Fayetteville film festival is a go

Remember that book The Secret? The one that touts positive thinking, and the idea that if you think about something for long enough it will eventually come true?

I’m starting to think that crap might actually work. Fayetteville is making all my wishes come true lately.

To recap, in the past few months, we’ve found out that at least two new music venues are on the way, a venue for locally made fashion has moved into Southtown, there’s a new place for live theatre on Dickson, a roller rink, a downtown movie night, and then yesterday, we found out that Fayetteville is also getting its very own film festival.

Dudes – we’re on a roll.

This is just the latest in a string of exciting news for Fayetteville, and while we were a little skeptical at first, we confirmed Wednesday that organizers have already begun planning for the first weekend in November of this year on the Fayetteville Square.

The idea for the film festival started with locals Rowland McKinney and Cassie Self, who while attending a nearby film festival just a few months ago decided it was time that Fayetteville got its own version.

“(McKinney) and I were participating in the Little Rock Film Festival and were blown away by the success and the community that was happening with film makers from across the country right here in our home state. We began discussing the possibilities of bringing more film to NWA and wondered why it hasn’t happened already.” Self said.

After meeting with some other individuals, the interest and enthusiam was undeniable and a festival seemed like the best way to ignite a spark for all the film enthusiasts in the area.”

The organizers believe the creation of a film society to go along with the yearly event are essential to the success of the event.

“The festival is a platform for industry professionals to come together and promote their art, gain interest and exposure for their film, but ultimately filmmakers want distribution.” Self said.

“In short, it is a commercial platform.”

“A film society serves a different need. Over the years I have met countless people that are pieces in the film industry puzzle. They’re all right here in Northwest Arkansas…waiting for the right script, wishing they knew a crew, countless talent that don’t know where to turn, people are ripe for work and convinced the work is just not here.

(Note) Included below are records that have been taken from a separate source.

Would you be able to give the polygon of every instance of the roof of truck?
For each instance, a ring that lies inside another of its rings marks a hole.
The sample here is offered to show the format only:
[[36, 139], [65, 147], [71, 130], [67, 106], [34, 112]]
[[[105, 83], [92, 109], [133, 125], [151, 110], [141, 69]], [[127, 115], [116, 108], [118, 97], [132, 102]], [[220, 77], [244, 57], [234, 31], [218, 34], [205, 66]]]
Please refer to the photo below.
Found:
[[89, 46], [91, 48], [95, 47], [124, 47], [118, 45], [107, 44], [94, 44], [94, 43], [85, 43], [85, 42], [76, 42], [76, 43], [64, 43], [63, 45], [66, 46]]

That needs to change!”

Both the film fest and the film society are still exploring options for a name, and the naming rights to the festival could go to a corporate sponsor should one step up with a proposal.

All this comes on the heels of Mike Beebe’s April announcement of the The Digital Product and Motion Picture Industry Development Act, legislation designed to provide incentives for filmmakers to produce their films in Arkansas.

McKinney believes the legislation, combined with the yearly event and the creation of the film society could put Fayetteville on the map as a location for production

“The tax incentives that are coming are sure to facilitate more productions in AR. Why not Fayetteville as a base for the production?” McKinney said.

“I have been in love with Northwest Arkansas since I came to the University. The uniqueness of the people the access to the resources the actual cosmopolitan feel of the area all bode well for a film festival”.

“After California and New York, our neighbors Louisiana are third in the country in film production over the last year. Why can’t that be Arkansas? Why can’t it be Fayetteville?”

Self agreed. “Music, Visual Arts and Theater have long been embraced and continue to thrive in Fayetteville. Film just happens to be the missing link. When people come to Fayetteville for the film festival, they will see all that NWA has to offer and NWA will benefit from the art form that is long overdue to have a presence here.”

We’ve had a little trouble getting things like this off the ground in the past, and as much as I think Fayetteville is ready to support a festival of some kind, I’m sad to say that plenty have tried to start something cool, and it hasn’t worked out.

Somehow, though, I get the impression that the folks behind this festival are determined to make this thing a success. It’s also refreshing to see some of the residents in Fayetteville taking action on their own to make cool things like this happen, rather than waiting for the city or the A&P to come along and do something for them. That kind of mentality will only boost up our city even further, and I can’t wait to see what happens next.

In the meantime, I’m going to meditate a while on winning the new Arkansas Lottery. Just in case.